|Publication Type||Journal Article|
|Year of Publication||2022|
|Authors||Gideon, HP, Hughes, TK, Tzouanas, CN, Wadsworth, MH, Tu, AAndy, Gierahn, TM, Peters, JM, Hopkins, FF, Wei, J-R, Kummerlowe, C, Grant, NL, Nargan, K, Phuah, JYao, H Borish, J, Maiello, P, White, AG, Winchell, CG, Nyquist, SK, Ganchua, SKeanne C, Myers, A, Patel, KV, Ameel, CL, Cochran, CT, Ibrahim, S, Tomko, JA, Frye, LJames, Rosenberg, JM, Shih, A, Chao, M, Klein, E, Scanga, CA, Ordovas-Montanes, J, Berger, B, Mattila, JT, Madansein, R, J Love, C, Lin, PLing, Leslie, A, Behar, SM, Bryson, B, Flynn, JAL, Fortune, SM, Shalek, AK|
|Date Published||2022 Apr 26|
Mycobacterium tuberculosis lung infection results in a complex multicellular structure: the granuloma.
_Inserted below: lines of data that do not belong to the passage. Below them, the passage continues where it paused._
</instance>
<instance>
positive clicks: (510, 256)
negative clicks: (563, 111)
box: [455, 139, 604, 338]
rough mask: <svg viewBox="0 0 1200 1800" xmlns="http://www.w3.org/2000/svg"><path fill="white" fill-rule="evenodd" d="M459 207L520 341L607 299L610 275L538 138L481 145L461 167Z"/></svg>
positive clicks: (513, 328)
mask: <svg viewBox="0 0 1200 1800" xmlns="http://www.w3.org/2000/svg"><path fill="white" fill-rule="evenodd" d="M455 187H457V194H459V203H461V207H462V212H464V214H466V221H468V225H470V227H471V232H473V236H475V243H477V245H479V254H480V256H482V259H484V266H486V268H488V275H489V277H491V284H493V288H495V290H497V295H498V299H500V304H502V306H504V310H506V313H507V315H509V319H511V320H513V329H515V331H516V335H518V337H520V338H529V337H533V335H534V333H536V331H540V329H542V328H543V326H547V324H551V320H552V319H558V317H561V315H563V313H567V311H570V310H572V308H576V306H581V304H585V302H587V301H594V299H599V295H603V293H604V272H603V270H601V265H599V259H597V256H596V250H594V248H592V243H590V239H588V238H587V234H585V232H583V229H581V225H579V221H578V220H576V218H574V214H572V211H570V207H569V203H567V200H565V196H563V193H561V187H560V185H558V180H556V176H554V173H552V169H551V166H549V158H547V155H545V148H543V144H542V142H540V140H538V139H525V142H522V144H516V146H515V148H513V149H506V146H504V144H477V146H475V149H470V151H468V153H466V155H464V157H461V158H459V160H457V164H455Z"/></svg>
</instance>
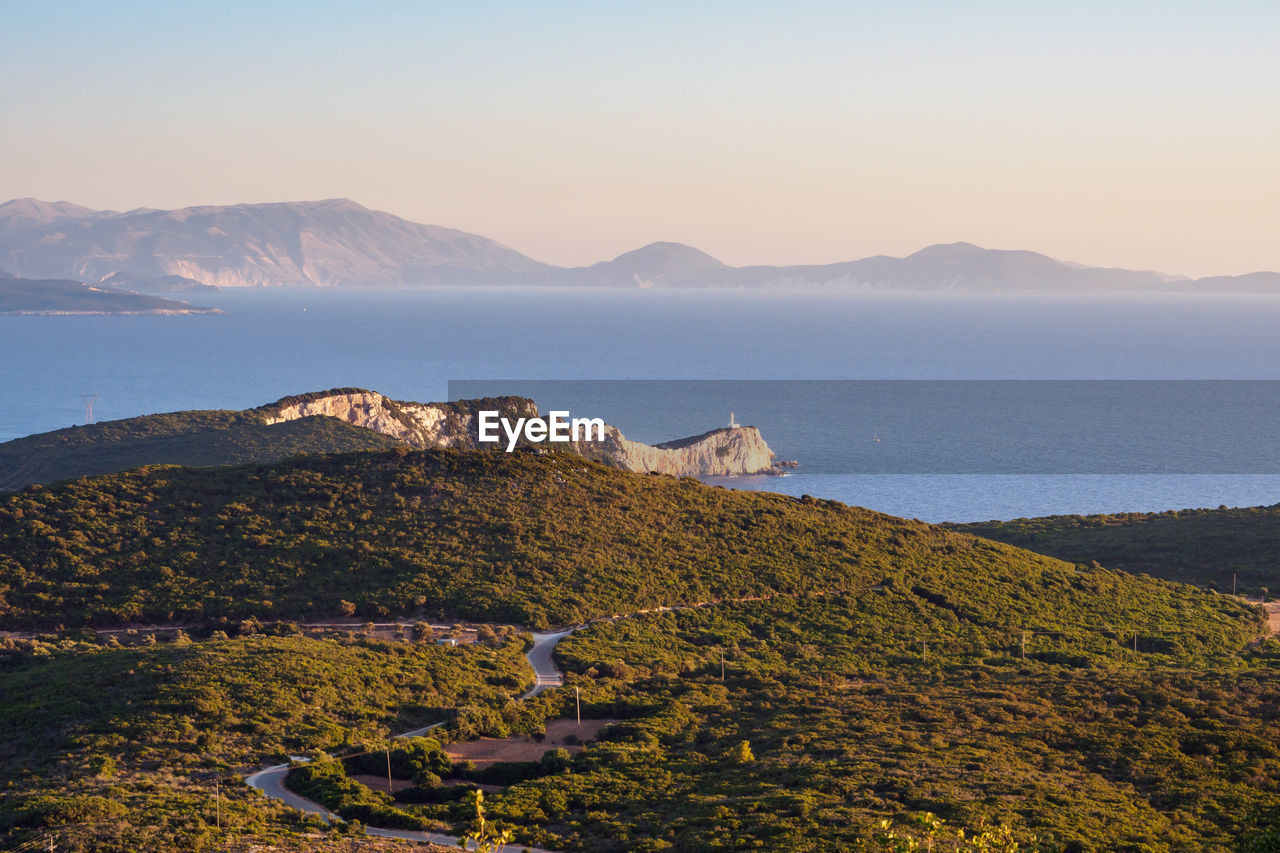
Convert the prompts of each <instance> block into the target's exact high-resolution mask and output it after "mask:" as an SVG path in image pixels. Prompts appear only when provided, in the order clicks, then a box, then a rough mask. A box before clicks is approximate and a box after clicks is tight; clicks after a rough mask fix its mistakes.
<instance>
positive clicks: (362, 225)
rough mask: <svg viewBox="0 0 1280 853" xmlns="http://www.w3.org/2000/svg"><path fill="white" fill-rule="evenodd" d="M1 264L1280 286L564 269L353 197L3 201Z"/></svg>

In some granulomas, immune activity promotes bacterial clearance, but in others, bacteria persist and grow. We identified correlates of bacterial control in cynomolgus macaque lung granulomas by co-registering longitudinal positron emission tomography and computed tomography imaging, single-cell RNA sequencing, and measures of bacterial clearance. Bacterial persistence occurred in granulomas enriched for mast, endothelial, fibroblast, and plasma cells, signaling amongst themselves via type 2 immunity and wound-healing pathways. Granulomas that drove bacterial control were characterized by cellular ecosystems enriched for type 1-type 17, stem-like, and cytotoxic T cells engaged in pro-inflammatory signaling networks involving diverse cell populations. Granulomas that arose later in infection displayed functional characteristics of restrictive granulomas and were more capable of killing Mtb. Our results define the complex multicellular ecosystems underlying (lack of) granuloma resolution and highlight host immune targets that can be leveraged to develop new vaccine and therapeutic strategies for TB.